Energy-Based Methods. Various energy-based methods (or energy-based enhancements for desiccation) are theoretically applicable to contaminants in the deep vadose zone. These include various types of heating, as well as electro-osmosis or electro-kinetic methods. In the case of a deep vadose zone, these methods might be considered to facilitate vapor-phase water removal (or to induce the movement of liquid water and/or contaminants towards a collection system). In general, these methods will require extensive subsurface access and extremely close well spacing, which likely precludes applicability. A short summary of these methods is provided below.
Evapotranspiration covers are currently considered as the most practical solution to minimize groundwater contamination from existing deep vadose-zone contamination. However, even these covers are acknowledged to allow pore water above the acceptable regulatory levels to reach the water table and do not provide a desired redundant containment feature. The present invention provides a transformational advancement to enable immobilization and/or remediation of vadose zone contamination, where no current solution for the waste has been accepted by the regulatory community.

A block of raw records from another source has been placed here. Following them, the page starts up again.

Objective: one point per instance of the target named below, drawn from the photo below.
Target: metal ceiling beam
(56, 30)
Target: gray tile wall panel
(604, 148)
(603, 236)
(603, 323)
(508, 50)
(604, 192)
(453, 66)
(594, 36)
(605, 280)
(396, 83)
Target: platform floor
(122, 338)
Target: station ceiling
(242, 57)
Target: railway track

In U.S. Pat. No. 5,591,115, Raimondi et. al. teach a system and a method of blocking the vertical migration of subsurface contamination to the groundwater. The Raimondi system and method is comprised of (1) a drying system that is capable of removing about 75% or more of the saturation moisture from the aggregate particular substrate, and (2) a generally horizontal layer barrier layer formed and maintained below the region of contamination that has about no more than 25% of the soil moisture content of the particulate layer before drying. This dry layer acts as an impermeable barrier to the vertical migration of the dissolved contamination located above the barrier layer of dried material. The method and system of Raimondi only injects dry air into a horizontal subsurface layer below the plume of contamination. This application of a desiccation method is very specific to the vertical region below the contamination, and neither anticipates or describes the use of more than one desiccation layer used in combination or the value of positioning the layer in or above the contamination.